Carlos Barbarito (Pergamino, 1955 / vive en Muñiz)


Materia desnuda, dibujos de Víctor Chab, Florida, Wolkowicz Editores, 2020.









África (I)


No hay viento, ni rumor de agua, y está oscuro. Quien se extraviara allí jamás saldría o

saldría desnudo y loco. Es una selva silenciosa, pero no una selva de plantas y frutos, de enormes y

pequeños animales. No, nada de eso. Allí, en perfecta metamorfosis con la oscuridad y el silencio,

habitan erráticas sombras, inmóviles furores, una angustia sin medida ni centro, un espasmo que

arde con llama fría. Nunca estuve en ese lugar, pero con frecuencia lo veo en sueños.

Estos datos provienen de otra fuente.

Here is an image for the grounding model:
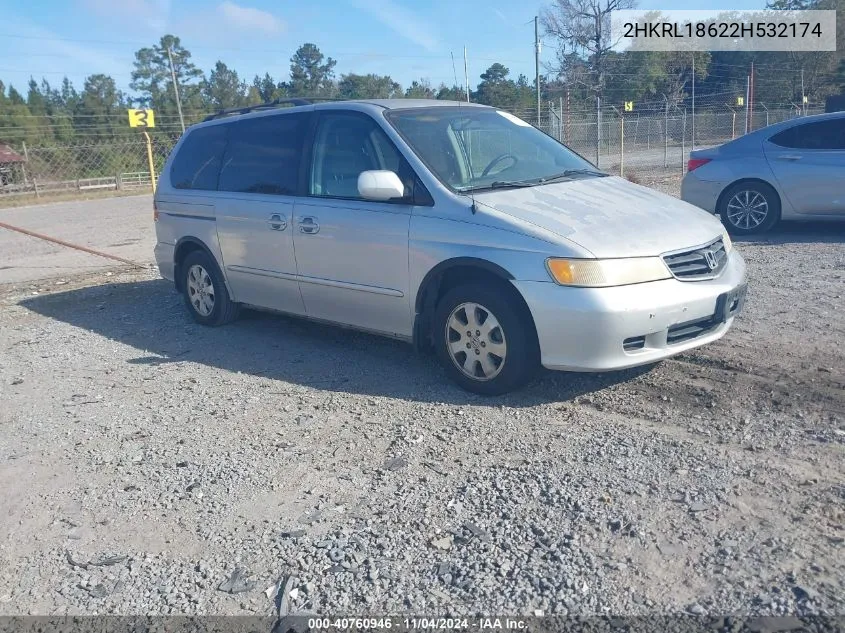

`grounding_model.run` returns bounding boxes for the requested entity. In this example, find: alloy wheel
[188,264,214,317]
[445,302,508,381]
[726,189,769,231]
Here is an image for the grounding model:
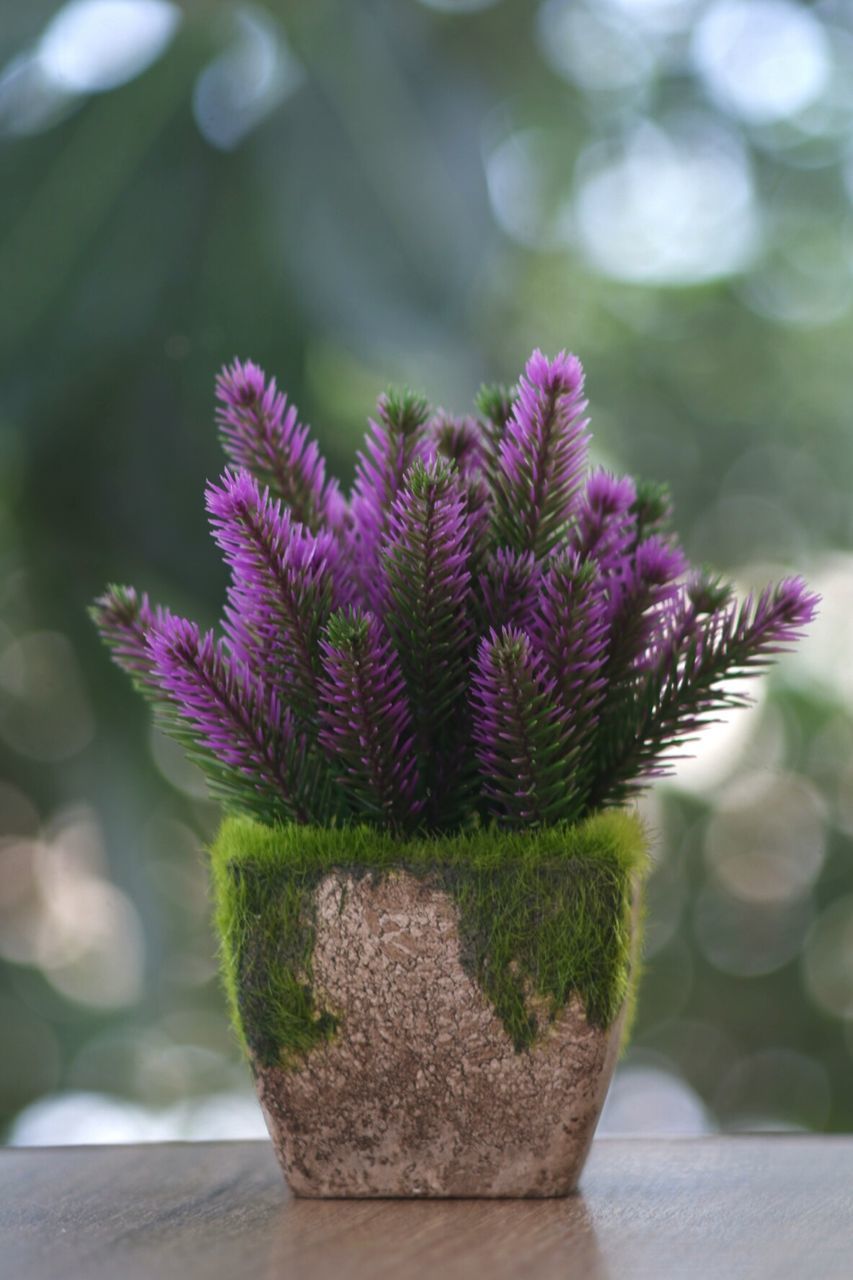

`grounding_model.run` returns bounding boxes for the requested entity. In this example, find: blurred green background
[0,0,853,1142]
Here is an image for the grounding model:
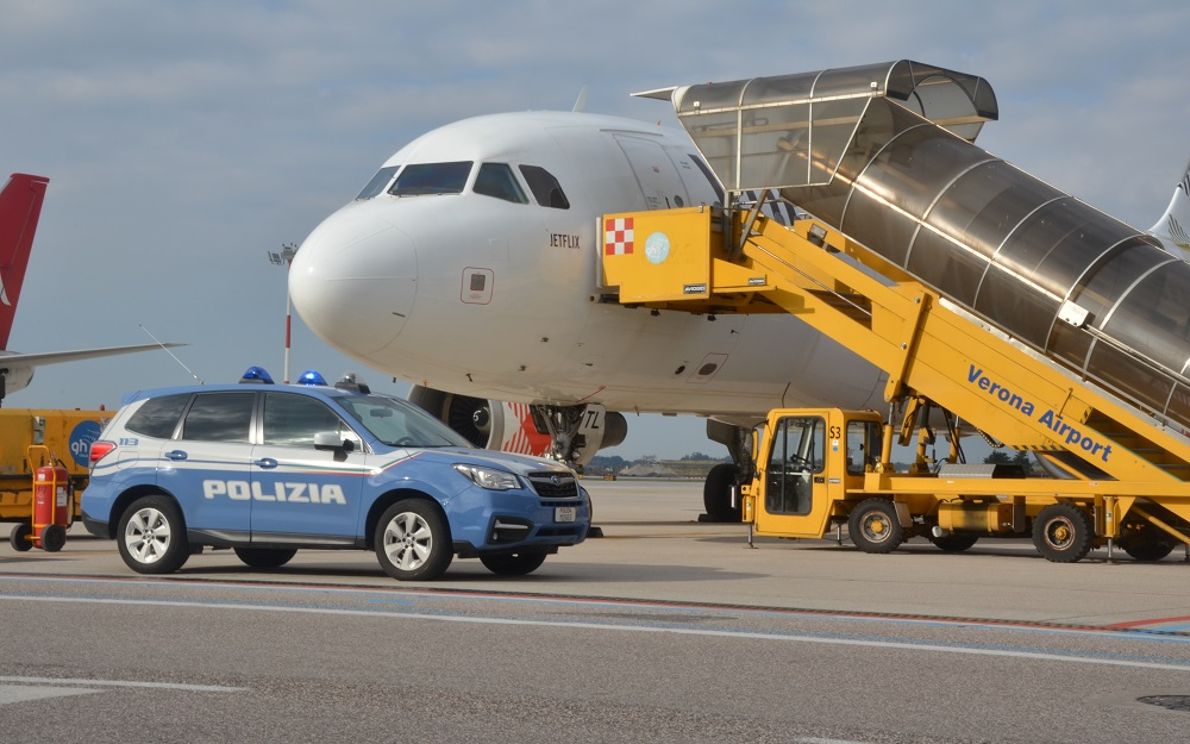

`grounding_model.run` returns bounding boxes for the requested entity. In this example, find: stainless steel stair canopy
[672,61,1190,431]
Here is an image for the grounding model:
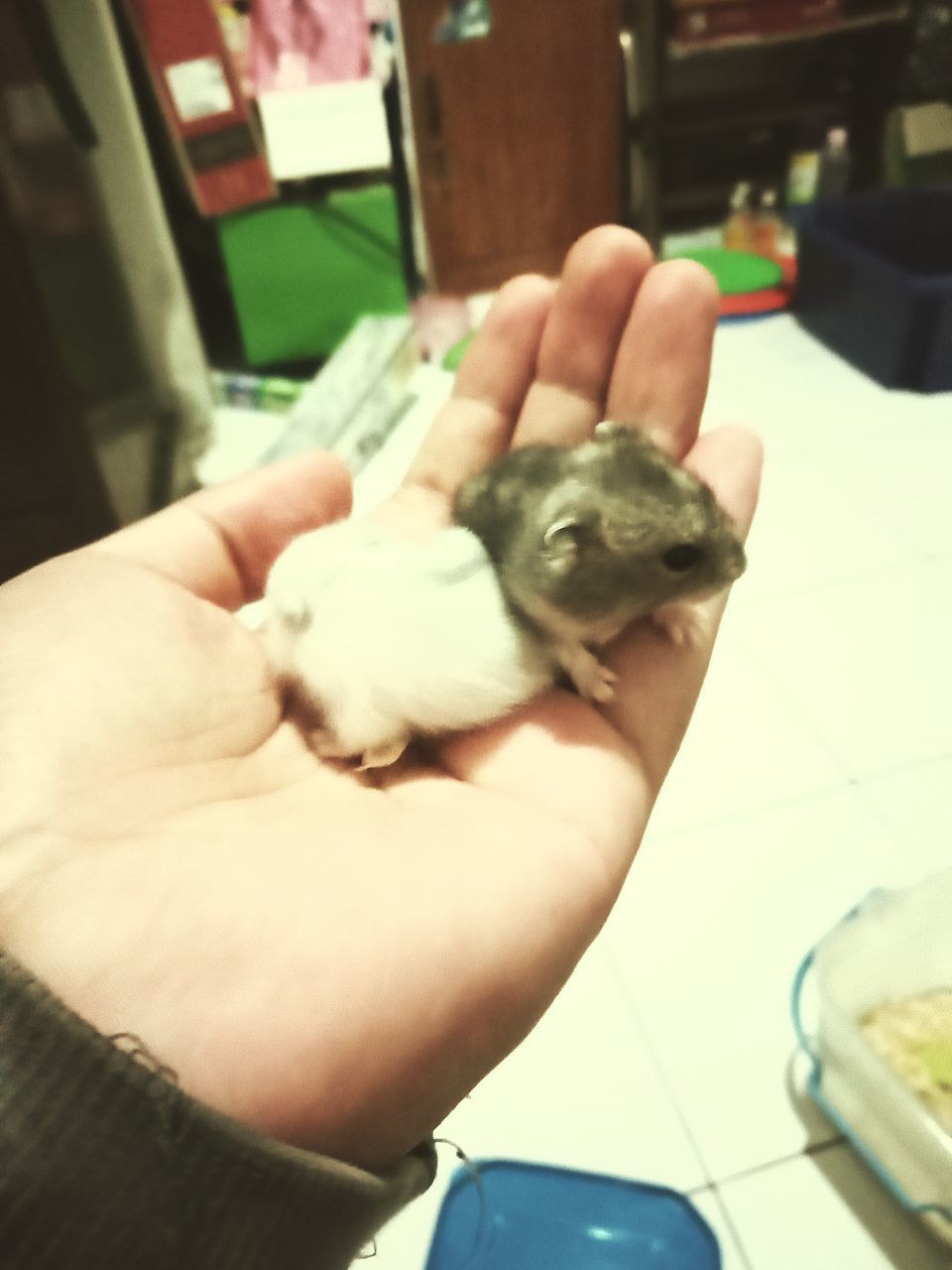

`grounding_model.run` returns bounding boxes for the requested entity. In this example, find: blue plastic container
[426,1160,721,1270]
[796,186,952,393]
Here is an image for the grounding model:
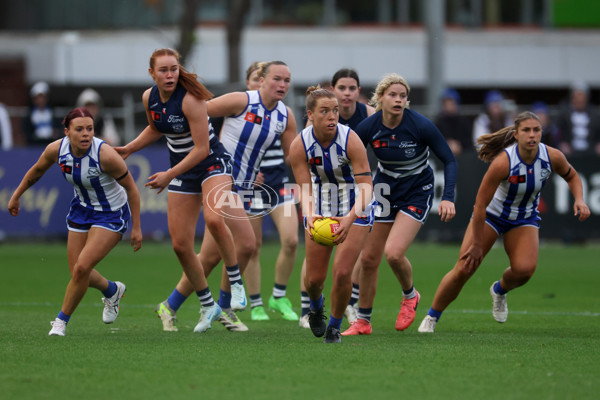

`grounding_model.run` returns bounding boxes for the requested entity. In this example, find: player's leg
[324,224,371,343]
[419,221,498,332]
[49,227,122,336]
[269,202,298,321]
[342,222,392,336]
[490,226,539,322]
[384,212,423,331]
[244,216,269,321]
[304,229,333,337]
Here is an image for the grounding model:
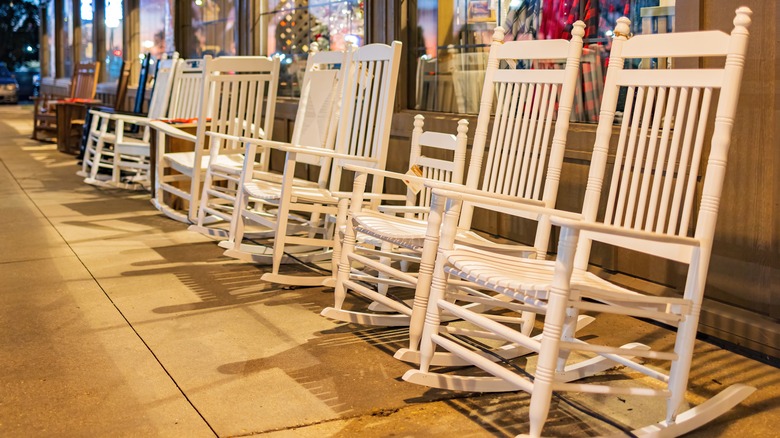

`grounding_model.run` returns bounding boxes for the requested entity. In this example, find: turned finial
[458,119,469,135]
[615,17,631,38]
[571,20,585,38]
[414,114,425,129]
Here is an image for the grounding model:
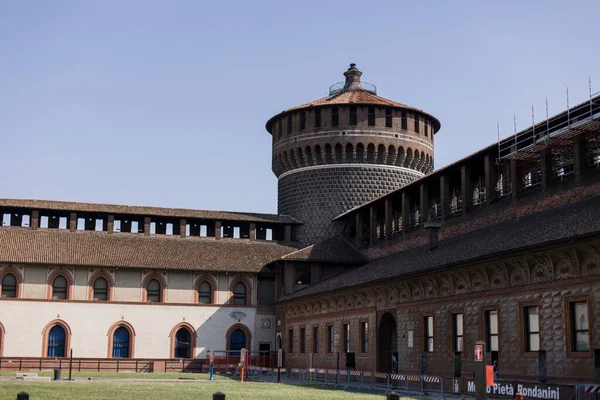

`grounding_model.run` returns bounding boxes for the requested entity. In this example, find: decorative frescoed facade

(I) Publicado originalmente en La luz y alguna cosa, Buenos Aires, Último Reino, 1998.




II

Habla y de su boca no sale palabra alguna. Pasa la yema de los dedos y nada siente. Intenta

oír y es en vano. Procura avanzar, permanece fijado al suelo. ¿Puede ver? Sí, pero sólo astillas de

hueso, uñas, pellejos. Está inmóvil, reducido a una condición de estatua expuesta a la lluvia, al

sol, al picoteo de los pájaros. Solo en un lugar remoto, lucha para no olvidar su nombre, lo repite

una y otra vez en su mente, último recurso antes de la nulidad, del vacío.




III

Adelante, sobre el horizonte, el humo de los mundos incendiados. Por una cavidad se

llega al infierno. La noche no tiene ojos, tiene bocas y por esas bocas la carne se entera de que

no existe reposo. Comen su propio dolor como comen fuego mientras las hormigas entran

de a miles por los agujeros de los sueños. Los árboles sangran, sufren el peso de una voluntad

invisible que los aplasta. En una pared, blanqueada con cal, cabeza de peces, de perros, valvas,

llaves oxidadas, máscaras. Y una inscripción, apenas visible, acaso hecha con un trozo de carbón:

Muerte, fruto podrido, ¿cómo vencer el asco y tragarte?


(1998)





A vuela pluma, a la espera de la tormenta


I

Por la mirada. Por el tacto. Por sublimación o encarnadura. Por razón pura: una pulpa

acidulada sobre un plato. Por pliegue sobre pliegue, mientras la noche asciende más allá de la

vasta ciudad en exilio. Por filo de hierba, el filo que cava en el aire. Por terquedad de bestia

mínima, sin pelo, que se niega a alimentarse de bayas y bayas es lo único que sobrevivió a la

tormenta. Por estrechez o por holgura; desde lo profundo y por ello incierto, allí, tal vez, el primer

deseo, ése que no distingue mujer de sombra de mujer, y el último desperezo junto a la hija de las

constelaciones, quieta y perfumada. Por el martillo que parte lo secreto para multiplicarlo. Por

el arduo comercio hacia los confines: azúcares, harinas, almendras, algunas plumas de codorniz.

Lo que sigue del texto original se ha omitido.